I wanted to read this book because I am genuinely interested in professional’s responses to County Lines – especially the police.
I didn’t know what angle Jack Spicer would come from on this subject, or what lens he would use to get his thoughts across. Jack came from the angle of just a person. A person observing what is actually happening in terms of policing and County Lines. And the lens he used was one of truth.
This book is underpinned by the doctoral research that Jack started in 2016 and 14 months of fieldwork alongside the police. Jack draws on his unique ethnographic fieldwork, where he was allowed to sit within police stations and join the police out in the community when they were tackling County Lines.

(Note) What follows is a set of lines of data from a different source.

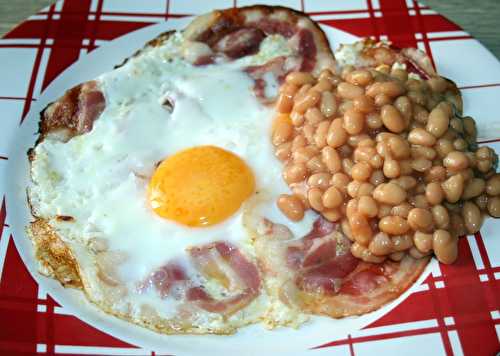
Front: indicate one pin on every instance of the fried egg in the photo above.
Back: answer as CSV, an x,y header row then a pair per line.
x,y
177,158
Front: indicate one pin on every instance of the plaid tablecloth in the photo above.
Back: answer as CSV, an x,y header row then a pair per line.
x,y
455,311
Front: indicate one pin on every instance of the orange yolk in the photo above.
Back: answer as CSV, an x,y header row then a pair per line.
x,y
200,186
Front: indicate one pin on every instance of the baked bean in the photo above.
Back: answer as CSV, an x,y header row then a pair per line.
x,y
332,215
294,173
347,165
315,165
283,151
304,154
367,206
310,99
374,121
405,182
309,131
313,116
353,187
389,193
394,225
470,128
402,242
456,161
377,178
493,185
420,220
364,154
353,121
391,168
296,118
421,137
337,135
415,253
434,193
283,130
438,122
435,174
319,180
299,95
382,99
332,159
314,196
299,78
453,188
340,181
323,85
360,229
437,84
423,241
397,256
423,152
400,74
473,188
392,89
444,246
364,104
284,104
365,189
361,171
472,217
383,56
457,225
400,149
354,140
291,206
392,119
328,104
321,133
421,165
359,77
332,198
361,252
405,106
349,91
406,167
402,210
381,245
494,206
482,201
351,207
376,161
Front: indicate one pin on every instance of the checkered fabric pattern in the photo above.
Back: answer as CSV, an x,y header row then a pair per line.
x,y
457,308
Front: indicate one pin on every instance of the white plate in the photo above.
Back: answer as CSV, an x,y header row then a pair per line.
x,y
249,340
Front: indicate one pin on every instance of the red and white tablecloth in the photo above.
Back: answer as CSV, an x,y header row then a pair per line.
x,y
457,308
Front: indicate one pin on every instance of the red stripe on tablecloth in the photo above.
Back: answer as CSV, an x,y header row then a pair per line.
x,y
3,215
397,23
421,26
36,65
14,97
480,86
69,32
468,300
490,141
16,282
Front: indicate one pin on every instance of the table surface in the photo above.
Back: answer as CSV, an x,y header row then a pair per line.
x,y
479,18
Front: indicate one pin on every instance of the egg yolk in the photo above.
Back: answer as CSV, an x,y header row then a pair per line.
x,y
200,186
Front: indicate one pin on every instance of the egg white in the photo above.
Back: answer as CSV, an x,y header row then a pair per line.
x,y
100,178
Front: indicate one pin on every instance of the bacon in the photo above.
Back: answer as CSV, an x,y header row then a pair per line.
x,y
75,111
240,43
307,50
165,278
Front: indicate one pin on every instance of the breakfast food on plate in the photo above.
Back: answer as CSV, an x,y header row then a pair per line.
x,y
235,172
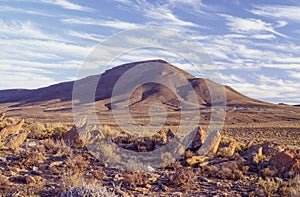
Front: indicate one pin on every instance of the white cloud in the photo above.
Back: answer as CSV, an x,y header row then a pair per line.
x,y
249,25
99,22
15,79
22,29
232,79
278,11
66,4
93,37
295,74
26,11
165,15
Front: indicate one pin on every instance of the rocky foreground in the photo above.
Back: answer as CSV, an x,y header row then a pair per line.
x,y
51,160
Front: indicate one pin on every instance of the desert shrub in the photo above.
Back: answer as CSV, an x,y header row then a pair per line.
x,y
42,131
59,148
184,178
30,158
4,182
135,179
294,186
75,169
3,125
270,185
88,191
267,172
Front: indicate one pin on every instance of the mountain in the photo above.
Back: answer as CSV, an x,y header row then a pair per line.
x,y
108,80
161,81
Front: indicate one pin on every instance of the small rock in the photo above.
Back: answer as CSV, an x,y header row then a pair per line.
x,y
195,159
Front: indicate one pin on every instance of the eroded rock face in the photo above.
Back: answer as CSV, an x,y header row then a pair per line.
x,y
285,163
199,139
211,144
17,140
9,130
72,138
2,116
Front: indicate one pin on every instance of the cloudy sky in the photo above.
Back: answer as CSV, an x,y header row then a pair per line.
x,y
255,45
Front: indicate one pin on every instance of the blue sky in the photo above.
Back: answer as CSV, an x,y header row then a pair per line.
x,y
255,45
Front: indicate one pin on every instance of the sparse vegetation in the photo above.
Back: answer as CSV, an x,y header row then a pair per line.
x,y
45,165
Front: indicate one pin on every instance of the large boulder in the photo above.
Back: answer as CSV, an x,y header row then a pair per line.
x,y
12,129
285,163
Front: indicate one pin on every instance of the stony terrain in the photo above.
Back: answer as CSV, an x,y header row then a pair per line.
x,y
51,161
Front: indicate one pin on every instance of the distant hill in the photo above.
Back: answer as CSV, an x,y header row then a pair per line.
x,y
55,101
63,91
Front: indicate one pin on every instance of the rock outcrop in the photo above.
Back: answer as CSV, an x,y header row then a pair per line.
x,y
285,164
17,139
2,116
10,130
72,138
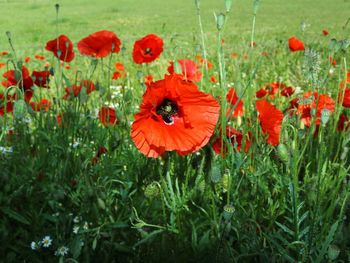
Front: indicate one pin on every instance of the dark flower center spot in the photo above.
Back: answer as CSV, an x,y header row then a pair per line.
x,y
148,51
167,110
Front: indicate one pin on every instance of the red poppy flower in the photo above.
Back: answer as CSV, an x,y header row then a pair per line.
x,y
233,101
147,49
261,93
62,48
332,61
99,44
101,150
213,79
307,104
44,104
88,85
72,91
295,44
41,78
190,70
148,79
343,123
234,55
233,136
59,118
21,79
107,116
273,88
39,57
75,90
174,116
287,91
346,99
9,105
119,66
270,121
116,75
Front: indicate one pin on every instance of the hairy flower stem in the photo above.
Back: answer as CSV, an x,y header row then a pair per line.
x,y
204,51
255,10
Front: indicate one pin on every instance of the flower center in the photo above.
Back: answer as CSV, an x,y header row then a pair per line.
x,y
167,110
148,51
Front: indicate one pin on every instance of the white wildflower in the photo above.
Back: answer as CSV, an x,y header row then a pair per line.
x,y
34,245
62,251
75,229
47,241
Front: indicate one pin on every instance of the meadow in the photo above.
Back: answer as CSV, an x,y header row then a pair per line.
x,y
176,131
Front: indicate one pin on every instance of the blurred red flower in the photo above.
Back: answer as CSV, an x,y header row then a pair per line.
x,y
343,123
273,88
295,44
9,104
287,91
147,49
107,116
99,44
233,101
213,79
310,102
235,138
346,99
148,79
20,79
270,121
41,78
44,104
39,57
119,66
62,48
190,70
75,90
174,116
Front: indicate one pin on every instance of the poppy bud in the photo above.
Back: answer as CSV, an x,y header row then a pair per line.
x,y
152,190
101,204
228,212
220,21
215,174
283,152
228,5
20,109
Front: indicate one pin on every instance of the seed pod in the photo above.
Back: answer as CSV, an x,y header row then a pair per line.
x,y
215,174
101,204
228,212
152,190
283,152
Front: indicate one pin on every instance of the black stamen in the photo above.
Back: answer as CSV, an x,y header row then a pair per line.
x,y
167,110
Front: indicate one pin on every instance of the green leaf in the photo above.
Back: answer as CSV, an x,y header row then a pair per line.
x,y
215,174
228,5
16,216
333,252
20,109
327,242
75,246
148,237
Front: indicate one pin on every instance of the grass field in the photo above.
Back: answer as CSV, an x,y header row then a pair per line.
x,y
33,22
139,155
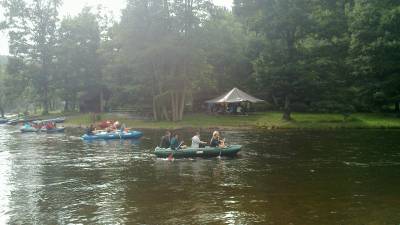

Policing County Lines is a tour de force for understanding the intricacies of this evolving phenomenon and provides the reader with admirable insight into its origins, the fuller context in which it operates and the ways forward for future policing approaches and wider management partnerships. A must read for anyone wanting to understand complexity around policing in the current age.Ross Coombe, Professor of Criminology and Sociology, University of Liverpool, UK
What is clear (and what many of us already know) is that the drug market is evolving a lot faster than the professionals who are trying to control it. This can often leave the police feeling frustrated. The book shows how police will often go for arrests around County Lines that are way down the pecking order, such as the drug users or those who have been exploited into drug trafficking activity.
Jack found that for many police he worked with, their understanding of County Lines was limited, which was demonstrated in the language and actions of some of the local policing responses. When I read what some of the police do around County Lines, I felt disappointed. There still seems to be a big gap of knowledge missing. But it was also refreshing to read what feels like the truth, that the police are also just people who are trying to navigate the world of county lines.
This is an excellent book to read for anyone working with children and young people affected by County Lines, to help them gain a deeper understanding of the support that is available.